A couple of men were unloading boxes of plumbing supplies from their truck. Suddenly, there was this sense of esprit de corps. Diverse people were helping others prepare for their day. Haulers were cleaning the neighborhood. Others were getting their pets sorted out for the day. These plumbers were repairing toilets; working ones being most helpful to a good start to the day. Images came to mind of assorted trades people and purveyors in their small trucks unloading their supplies in the narrow medieval streets of the thousand year old Gamla Stan. Here in South Carolina we are doing exactly the same thing as those living in the Gamla Stan - embracing the magic of an ordinary day of life, in community.

Workers were unloading supplies at a house from a contractor’s truck with the slogan “creating custom environments and enduring relationships” painted on it. Tracy Kidder in his masterfully written House, describes the great challenges and rewards that come from a temporary community of architect, contractor, trades people, and artisans coming together to build a sacred space called home. These men before me today were doing the same thing - working in a temporary community to create a sacred space. Suddenly I was in Auroville India where a grand vision of community has brought together thousands from dozens of countries to build a new reality of cooperation. Just today I have received grand words of hospitality from several in that distant yet present community.
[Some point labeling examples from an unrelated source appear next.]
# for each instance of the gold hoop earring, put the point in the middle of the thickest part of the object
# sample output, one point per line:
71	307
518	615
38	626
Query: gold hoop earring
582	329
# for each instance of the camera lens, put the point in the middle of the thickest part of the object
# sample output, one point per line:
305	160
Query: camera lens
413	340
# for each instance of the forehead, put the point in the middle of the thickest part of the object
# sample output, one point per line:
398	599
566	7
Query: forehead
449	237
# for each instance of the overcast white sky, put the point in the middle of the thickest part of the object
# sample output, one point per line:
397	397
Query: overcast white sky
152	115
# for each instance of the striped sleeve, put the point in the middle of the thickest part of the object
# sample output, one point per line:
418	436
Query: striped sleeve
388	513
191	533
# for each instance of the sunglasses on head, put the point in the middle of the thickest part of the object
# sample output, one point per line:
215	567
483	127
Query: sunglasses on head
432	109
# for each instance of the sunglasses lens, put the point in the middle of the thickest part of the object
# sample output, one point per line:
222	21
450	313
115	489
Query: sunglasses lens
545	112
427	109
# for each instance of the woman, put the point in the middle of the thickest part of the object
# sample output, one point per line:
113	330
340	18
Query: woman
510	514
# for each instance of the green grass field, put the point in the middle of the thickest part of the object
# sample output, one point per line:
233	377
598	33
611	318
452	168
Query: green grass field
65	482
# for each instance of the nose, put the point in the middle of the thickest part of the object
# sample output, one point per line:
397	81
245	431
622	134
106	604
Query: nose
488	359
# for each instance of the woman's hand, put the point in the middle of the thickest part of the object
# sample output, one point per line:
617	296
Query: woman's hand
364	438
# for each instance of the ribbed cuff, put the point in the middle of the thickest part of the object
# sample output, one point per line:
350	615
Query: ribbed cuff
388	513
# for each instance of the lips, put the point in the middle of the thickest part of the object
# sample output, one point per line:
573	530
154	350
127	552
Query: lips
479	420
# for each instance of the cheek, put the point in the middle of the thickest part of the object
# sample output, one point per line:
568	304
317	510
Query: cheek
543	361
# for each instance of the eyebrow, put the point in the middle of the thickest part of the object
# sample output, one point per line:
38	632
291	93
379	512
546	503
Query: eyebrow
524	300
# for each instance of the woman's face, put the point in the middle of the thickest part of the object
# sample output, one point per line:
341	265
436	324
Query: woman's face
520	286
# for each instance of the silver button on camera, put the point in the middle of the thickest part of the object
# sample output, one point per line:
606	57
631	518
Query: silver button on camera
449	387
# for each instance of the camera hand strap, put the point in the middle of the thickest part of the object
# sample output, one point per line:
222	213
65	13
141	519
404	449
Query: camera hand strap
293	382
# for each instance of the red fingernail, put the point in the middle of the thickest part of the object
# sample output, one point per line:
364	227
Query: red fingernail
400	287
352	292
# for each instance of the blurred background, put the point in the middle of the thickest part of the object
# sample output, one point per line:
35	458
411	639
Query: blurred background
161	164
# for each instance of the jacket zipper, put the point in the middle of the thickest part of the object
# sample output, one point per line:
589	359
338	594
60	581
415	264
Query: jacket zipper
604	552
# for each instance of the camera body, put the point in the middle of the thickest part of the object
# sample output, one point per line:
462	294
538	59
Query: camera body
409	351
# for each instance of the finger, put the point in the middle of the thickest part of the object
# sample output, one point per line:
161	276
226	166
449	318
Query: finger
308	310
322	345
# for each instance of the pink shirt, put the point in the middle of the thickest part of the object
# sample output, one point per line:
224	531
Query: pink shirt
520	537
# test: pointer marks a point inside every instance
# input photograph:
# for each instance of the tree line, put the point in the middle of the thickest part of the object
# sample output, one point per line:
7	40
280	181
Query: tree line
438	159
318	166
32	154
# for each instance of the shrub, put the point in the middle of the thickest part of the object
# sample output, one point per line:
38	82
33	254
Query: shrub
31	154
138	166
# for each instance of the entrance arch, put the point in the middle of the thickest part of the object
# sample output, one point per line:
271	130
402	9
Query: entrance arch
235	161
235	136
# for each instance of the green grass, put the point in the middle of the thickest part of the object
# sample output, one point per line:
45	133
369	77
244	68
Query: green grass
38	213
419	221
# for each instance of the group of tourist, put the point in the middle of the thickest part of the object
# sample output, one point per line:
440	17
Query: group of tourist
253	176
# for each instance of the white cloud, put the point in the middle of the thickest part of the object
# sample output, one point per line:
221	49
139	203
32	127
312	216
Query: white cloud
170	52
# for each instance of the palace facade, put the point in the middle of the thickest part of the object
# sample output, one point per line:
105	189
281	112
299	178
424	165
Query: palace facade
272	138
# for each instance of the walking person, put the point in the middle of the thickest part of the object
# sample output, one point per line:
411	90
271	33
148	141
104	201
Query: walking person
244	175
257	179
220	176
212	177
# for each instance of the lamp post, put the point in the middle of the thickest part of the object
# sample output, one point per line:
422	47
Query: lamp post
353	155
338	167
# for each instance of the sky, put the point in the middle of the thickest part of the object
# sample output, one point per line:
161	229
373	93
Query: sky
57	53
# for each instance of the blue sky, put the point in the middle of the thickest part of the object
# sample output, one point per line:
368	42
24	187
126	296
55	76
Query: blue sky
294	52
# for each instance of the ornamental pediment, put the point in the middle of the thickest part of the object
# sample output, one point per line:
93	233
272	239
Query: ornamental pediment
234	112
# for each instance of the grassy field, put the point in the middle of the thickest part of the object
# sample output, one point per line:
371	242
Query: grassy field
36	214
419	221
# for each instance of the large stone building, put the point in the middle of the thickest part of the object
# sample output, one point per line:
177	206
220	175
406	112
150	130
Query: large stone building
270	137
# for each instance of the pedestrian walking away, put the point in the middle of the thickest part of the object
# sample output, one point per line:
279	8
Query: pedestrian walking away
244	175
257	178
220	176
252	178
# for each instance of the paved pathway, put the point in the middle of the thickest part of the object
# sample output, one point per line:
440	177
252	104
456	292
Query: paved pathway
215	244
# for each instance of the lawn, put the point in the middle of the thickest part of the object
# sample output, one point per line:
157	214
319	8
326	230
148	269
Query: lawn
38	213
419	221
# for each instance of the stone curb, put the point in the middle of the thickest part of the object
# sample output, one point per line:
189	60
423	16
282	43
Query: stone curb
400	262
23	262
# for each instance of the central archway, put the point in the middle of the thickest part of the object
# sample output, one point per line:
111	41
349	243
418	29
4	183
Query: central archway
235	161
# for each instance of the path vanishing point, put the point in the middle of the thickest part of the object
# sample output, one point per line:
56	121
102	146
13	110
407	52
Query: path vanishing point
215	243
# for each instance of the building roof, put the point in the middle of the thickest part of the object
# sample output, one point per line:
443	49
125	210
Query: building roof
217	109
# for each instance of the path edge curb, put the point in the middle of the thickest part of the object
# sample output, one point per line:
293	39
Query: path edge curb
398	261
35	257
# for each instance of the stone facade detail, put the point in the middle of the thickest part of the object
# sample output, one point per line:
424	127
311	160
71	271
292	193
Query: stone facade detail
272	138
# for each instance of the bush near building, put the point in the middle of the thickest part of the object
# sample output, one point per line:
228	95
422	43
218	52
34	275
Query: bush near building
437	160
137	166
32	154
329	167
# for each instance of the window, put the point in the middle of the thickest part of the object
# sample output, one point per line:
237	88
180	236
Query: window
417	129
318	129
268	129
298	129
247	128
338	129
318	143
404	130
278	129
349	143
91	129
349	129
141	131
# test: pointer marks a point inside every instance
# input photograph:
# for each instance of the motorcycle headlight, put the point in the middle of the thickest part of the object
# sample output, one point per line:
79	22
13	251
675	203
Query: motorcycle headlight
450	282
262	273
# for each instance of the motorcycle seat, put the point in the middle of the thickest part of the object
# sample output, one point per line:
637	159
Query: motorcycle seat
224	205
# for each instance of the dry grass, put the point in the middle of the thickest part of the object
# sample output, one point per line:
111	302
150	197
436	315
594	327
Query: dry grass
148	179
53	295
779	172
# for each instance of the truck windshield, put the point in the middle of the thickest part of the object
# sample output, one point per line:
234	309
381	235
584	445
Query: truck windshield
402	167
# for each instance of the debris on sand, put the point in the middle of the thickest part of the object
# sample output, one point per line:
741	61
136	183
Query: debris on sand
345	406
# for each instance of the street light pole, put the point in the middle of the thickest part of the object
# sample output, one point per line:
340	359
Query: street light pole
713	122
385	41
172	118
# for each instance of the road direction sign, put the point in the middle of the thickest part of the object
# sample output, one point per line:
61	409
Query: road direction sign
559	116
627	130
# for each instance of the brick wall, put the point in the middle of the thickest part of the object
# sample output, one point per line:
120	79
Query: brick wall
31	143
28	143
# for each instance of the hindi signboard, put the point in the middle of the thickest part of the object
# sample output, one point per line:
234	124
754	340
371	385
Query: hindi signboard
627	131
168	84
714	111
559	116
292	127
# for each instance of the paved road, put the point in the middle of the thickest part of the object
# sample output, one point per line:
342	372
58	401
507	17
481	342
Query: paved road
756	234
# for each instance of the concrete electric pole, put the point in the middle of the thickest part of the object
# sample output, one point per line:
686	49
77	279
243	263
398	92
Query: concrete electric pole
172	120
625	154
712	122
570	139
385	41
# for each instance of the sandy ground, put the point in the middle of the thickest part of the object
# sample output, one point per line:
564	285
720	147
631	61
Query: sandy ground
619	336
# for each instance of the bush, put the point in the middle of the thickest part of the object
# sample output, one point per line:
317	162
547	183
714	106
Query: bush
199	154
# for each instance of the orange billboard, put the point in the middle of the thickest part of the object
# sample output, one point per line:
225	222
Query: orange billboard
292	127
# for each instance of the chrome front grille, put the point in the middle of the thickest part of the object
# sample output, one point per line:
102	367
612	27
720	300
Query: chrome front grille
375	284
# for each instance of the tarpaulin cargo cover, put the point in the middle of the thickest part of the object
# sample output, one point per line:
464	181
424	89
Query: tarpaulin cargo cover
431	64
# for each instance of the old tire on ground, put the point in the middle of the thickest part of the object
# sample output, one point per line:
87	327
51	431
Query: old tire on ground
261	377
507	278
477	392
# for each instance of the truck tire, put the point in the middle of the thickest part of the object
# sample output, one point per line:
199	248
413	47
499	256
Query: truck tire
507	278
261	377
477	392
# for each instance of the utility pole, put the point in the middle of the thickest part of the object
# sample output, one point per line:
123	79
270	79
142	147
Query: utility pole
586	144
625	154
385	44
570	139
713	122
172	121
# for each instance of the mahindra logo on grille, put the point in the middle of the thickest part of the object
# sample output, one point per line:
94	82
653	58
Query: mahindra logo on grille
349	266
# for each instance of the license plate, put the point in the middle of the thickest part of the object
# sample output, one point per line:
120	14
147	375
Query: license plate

Some miles further down the road I came upon a runner in the middle of the road. We have no sidewalks here. A bright greeting from him confirmed him to be a fellow I often see in the locker room at the YMCA and on the fitness floor. Suddenly we were about the same thing, maintaining the precious gift of physical health and well being. This great treasure of health allowed us to have micro-community for three seconds, as we passed. My sense of community with the YMCA strengthened a bit in that moment. I thought of the happy times I had in the YMCA in Victoria, British Columbia.

Just seconds later I attempted to cross a fairly busy main road. A substantial number of cars travelling in both directions forced me to wait perhaps twenty seconds. Alas, the hospitality of community I had been basking in was burned off by the hostility of personal inconvenience. Thirty-five minutes earlier I freely gave forty-five seconds to the collectors. Now I was incenses at being asked of twenty seconds. Did a life-long habit of individualism suddenly rear its ugly head? Perhaps a well-oiled psychological trigger fired. Hospitality thrives in community. Hostility thrives in the soil of selfish individualism. Perhaps a young mother was on her way to the hospital four blocks away to say farewell to a dying husband. A young man in a truck might have been on his way to repair a tractor in my neighbor that had been collecting our solid waste. Ad infinitum.

Two miles beyond that road about six men were replacing a roof. They initiated greeting with me as I rode past. Suddenly I was back on the roof of Habitat Houses air nailing shingles. The heat of hostility cooled off. I would have enjoyed being up there working with those guys - until it got hot again.

In a mere eleven miles and fifty minutes I have been back to Mexico City, Cairo, Hyde Park, the Gamla Stan, Victoria, India, and the hood. Perhaps I might even have learned something along the way - hospitality instead of hostility. Community is a choice I get to make every moment.

Think I will go home and eat breakfast.